さて、今週も医薬品マーケティングのオムニチャネルを取り上げます。
今回がこのテーマの最終回となりますが、全体としてどんなプロセスで取り組むべきかについて考えてみます。

そもそもオムニチャネル化のゴールですが、これは医師とのコミュニケーション接点を最適化することで、Life Time Value、つまり、1人の医師が「医師」として働く期間に自社製品を処方する総額を高めることです。

その実現に向けての最初の一歩が、医師の情報入手プロセスの見直しです。

その情報をもとに、コミュニケーションデザインの最適化の設計が2番目のステップとなります。
どのようなツールやメディアを使って、どのようなタイミングで情報を提供するかについての設計です。
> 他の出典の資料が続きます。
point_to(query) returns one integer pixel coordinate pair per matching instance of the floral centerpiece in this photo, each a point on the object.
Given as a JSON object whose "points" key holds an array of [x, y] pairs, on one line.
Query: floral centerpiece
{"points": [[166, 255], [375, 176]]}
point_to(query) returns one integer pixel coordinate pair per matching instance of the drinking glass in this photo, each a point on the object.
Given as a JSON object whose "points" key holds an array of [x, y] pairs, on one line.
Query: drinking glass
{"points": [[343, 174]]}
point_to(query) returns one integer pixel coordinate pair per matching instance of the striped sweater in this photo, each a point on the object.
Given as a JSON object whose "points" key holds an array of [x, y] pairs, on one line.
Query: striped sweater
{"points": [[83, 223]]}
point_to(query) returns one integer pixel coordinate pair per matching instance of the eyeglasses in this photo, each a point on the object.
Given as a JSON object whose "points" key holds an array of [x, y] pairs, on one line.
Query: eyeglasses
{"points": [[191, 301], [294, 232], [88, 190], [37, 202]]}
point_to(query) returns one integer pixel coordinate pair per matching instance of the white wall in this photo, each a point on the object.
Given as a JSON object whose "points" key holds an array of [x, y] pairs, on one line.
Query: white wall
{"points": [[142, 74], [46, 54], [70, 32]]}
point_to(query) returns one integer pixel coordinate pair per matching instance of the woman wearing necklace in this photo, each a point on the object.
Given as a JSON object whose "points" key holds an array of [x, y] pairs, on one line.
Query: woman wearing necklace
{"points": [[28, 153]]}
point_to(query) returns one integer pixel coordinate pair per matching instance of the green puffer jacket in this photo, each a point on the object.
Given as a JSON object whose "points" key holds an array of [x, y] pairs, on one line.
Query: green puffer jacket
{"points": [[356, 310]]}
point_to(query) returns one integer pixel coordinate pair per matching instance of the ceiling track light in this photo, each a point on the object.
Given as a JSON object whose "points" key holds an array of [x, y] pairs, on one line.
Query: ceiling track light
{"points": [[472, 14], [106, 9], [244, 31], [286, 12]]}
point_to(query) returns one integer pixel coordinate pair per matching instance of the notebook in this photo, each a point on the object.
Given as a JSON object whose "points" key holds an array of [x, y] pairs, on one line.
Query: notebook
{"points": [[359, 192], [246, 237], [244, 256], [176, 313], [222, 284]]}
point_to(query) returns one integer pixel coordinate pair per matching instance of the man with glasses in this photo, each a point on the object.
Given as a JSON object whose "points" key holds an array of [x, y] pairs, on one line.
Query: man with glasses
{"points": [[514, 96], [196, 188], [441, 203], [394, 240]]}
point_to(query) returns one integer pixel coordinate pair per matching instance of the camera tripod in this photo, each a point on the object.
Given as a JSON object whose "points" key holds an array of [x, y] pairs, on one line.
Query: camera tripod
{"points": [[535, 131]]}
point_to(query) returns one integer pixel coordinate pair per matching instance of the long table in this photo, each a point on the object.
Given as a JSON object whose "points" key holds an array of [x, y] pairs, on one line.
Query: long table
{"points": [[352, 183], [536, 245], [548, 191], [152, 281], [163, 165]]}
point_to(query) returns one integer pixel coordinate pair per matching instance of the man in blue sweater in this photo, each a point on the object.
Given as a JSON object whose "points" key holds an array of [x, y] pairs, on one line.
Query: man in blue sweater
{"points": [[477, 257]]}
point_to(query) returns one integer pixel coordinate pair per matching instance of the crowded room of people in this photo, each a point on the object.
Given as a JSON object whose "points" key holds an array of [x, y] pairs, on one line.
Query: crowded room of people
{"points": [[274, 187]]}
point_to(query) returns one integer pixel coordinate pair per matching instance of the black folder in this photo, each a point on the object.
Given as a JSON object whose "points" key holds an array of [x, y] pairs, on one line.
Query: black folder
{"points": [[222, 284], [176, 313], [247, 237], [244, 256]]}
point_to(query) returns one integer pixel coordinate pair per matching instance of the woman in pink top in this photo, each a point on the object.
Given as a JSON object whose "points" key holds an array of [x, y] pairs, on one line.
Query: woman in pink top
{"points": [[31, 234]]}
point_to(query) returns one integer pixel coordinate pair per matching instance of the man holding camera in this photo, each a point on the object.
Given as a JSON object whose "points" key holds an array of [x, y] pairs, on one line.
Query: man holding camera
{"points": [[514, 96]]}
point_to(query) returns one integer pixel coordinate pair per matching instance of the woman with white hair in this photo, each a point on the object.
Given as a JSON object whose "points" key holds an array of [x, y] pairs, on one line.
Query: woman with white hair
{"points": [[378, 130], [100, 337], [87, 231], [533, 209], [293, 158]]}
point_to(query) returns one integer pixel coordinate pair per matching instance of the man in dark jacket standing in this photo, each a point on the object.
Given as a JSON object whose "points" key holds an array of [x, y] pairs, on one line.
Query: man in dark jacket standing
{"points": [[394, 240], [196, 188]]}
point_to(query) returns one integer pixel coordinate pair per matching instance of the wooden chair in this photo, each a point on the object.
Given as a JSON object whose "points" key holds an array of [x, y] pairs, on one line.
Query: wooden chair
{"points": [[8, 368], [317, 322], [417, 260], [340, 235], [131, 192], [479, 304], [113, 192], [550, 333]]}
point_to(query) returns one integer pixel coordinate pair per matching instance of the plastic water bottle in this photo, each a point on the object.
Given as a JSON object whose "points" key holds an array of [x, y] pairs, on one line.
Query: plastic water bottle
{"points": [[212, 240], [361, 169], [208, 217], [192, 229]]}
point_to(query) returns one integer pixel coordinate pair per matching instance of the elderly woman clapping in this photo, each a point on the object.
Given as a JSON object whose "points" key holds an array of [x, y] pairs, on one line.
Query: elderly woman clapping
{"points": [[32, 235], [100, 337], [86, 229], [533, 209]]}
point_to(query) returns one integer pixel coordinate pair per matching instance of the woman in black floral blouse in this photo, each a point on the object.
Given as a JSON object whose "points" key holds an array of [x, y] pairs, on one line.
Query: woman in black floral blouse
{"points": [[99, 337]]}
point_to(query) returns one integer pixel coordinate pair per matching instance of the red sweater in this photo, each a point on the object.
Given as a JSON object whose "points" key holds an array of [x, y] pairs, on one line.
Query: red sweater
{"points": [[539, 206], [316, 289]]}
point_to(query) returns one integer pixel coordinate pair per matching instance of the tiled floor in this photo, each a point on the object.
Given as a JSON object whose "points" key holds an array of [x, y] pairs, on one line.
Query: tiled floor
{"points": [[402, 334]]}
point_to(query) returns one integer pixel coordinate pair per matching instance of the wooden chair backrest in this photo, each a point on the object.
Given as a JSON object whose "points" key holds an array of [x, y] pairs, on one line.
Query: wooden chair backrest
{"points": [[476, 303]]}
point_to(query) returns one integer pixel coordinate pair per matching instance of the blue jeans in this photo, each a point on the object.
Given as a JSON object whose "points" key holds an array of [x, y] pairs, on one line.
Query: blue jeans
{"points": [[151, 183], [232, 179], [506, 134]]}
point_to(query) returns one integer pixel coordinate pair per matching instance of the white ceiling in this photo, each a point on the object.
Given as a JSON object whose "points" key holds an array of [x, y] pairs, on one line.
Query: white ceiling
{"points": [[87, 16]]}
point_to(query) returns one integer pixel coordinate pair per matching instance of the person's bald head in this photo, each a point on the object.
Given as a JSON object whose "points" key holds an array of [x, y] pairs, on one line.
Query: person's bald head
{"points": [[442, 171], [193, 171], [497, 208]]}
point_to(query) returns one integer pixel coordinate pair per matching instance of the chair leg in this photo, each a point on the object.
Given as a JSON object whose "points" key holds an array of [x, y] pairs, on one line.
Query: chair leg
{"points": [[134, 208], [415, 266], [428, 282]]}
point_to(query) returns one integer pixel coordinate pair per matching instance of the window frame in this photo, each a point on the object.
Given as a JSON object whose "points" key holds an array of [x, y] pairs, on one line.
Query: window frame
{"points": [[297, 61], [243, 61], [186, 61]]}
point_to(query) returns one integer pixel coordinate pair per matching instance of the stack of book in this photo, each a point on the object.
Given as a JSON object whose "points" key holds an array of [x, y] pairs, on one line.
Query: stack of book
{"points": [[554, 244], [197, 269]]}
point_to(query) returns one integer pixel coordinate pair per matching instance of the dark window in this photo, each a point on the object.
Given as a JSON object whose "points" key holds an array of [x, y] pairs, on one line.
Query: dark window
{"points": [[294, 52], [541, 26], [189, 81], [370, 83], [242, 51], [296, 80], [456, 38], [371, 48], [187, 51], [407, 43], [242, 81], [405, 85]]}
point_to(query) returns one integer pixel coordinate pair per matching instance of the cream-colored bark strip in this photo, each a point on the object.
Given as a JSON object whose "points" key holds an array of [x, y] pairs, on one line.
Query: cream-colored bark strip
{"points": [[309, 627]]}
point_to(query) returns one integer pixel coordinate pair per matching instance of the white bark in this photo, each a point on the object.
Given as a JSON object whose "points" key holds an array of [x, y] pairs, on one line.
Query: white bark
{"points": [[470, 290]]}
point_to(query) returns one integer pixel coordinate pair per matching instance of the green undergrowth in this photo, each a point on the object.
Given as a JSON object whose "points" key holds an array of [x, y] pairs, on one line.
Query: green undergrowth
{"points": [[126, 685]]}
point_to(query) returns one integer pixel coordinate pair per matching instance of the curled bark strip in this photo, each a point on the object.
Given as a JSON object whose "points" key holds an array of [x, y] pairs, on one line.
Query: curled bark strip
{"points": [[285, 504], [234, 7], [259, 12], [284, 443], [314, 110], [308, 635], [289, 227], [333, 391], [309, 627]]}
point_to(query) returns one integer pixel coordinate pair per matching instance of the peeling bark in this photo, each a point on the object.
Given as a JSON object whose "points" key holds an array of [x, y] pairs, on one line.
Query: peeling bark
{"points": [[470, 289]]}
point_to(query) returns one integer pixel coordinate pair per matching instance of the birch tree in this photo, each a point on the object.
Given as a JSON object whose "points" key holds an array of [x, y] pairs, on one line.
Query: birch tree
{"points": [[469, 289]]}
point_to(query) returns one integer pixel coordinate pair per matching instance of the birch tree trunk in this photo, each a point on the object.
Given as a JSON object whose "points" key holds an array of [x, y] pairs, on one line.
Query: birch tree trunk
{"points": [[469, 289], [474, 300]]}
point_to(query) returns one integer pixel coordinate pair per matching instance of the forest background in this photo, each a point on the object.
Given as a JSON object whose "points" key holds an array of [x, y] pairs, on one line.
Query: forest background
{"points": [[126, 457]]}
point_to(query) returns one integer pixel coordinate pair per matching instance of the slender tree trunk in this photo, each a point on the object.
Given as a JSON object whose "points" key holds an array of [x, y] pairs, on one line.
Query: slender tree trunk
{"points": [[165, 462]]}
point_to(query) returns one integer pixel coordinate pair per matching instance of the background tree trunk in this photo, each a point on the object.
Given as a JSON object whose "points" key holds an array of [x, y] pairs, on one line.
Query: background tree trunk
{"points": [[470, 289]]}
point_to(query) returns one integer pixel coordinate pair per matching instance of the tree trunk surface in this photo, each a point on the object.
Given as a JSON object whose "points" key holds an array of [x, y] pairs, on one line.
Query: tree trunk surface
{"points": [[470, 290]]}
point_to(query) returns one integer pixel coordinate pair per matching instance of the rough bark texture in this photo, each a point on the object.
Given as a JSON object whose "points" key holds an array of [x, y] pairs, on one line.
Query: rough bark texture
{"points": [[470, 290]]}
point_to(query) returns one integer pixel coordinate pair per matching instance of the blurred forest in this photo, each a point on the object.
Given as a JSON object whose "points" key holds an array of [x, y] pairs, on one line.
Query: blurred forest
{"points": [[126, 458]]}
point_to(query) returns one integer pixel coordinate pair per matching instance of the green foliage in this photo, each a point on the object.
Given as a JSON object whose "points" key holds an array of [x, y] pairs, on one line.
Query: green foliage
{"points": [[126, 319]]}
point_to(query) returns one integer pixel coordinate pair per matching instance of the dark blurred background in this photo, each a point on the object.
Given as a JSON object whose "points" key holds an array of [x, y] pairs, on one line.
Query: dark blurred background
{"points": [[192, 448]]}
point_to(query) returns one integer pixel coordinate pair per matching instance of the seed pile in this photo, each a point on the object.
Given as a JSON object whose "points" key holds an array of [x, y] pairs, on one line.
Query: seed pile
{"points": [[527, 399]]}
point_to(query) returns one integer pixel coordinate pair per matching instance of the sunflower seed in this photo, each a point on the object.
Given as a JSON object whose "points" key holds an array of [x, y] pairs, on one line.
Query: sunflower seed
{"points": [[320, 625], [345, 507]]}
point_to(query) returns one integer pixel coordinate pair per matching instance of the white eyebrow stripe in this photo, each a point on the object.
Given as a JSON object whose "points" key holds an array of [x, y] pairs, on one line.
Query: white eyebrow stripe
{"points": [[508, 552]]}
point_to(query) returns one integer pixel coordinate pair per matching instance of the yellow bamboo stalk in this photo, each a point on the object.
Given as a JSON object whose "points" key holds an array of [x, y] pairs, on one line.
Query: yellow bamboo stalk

システム開発やIT投資の前に、この2つのステップが極めて重要なプロセスとなります。

それ以降のステップも、まだまだやるべきことはありそうで、

・ウェブマーケティング等デジタルによるコミュニケーションから得られる医師情報と、MR活動から入手するものの一元化

・担当医師のウェブマーケティングによるアクセスやコンテンツ閲覧などの活用状況をMRが閲覧できる仕組み

・MRに対するウェブマーケティングのトレーニング

・MRの活動範囲と評価制度の再設計

・製品別のプロダクトマネジメントとウェブチームなどを融合した組織横断型マーケティング部門の設置

・これらの仕組みが機能するためのプラットフォームの設計と開発

などが考えられます。

これらを見渡せばおわかりのとおり、

ステップ1、2だけでもかなりの時間がかかる
さらにIT投資などに大きなお金とがかかる

ことになりそうです。

また、「医師起点」でコンタクトポイントを整理することから始めれば、従来のマーケティングのパラダイムが大きく変わります。

医薬品業界の長い歴史の中で、過去はアナログな人間関係が中心の顧客志向が強かった時代がありました。
今でも、ルールや規範の範囲では良いことで、続けるべきことでもあります。

しかし、「情報提供」をベースとした関係では、まだ顧客志向が十分とは言えない部分もあると思います。
そのような中で、コミュニケーションのオムニチャネル化は、解決策の一つになりえるのではないでしょうか。

全体を見なおす大きなチャレンジではありますが、是非、検討いただきたいテーマだと思います。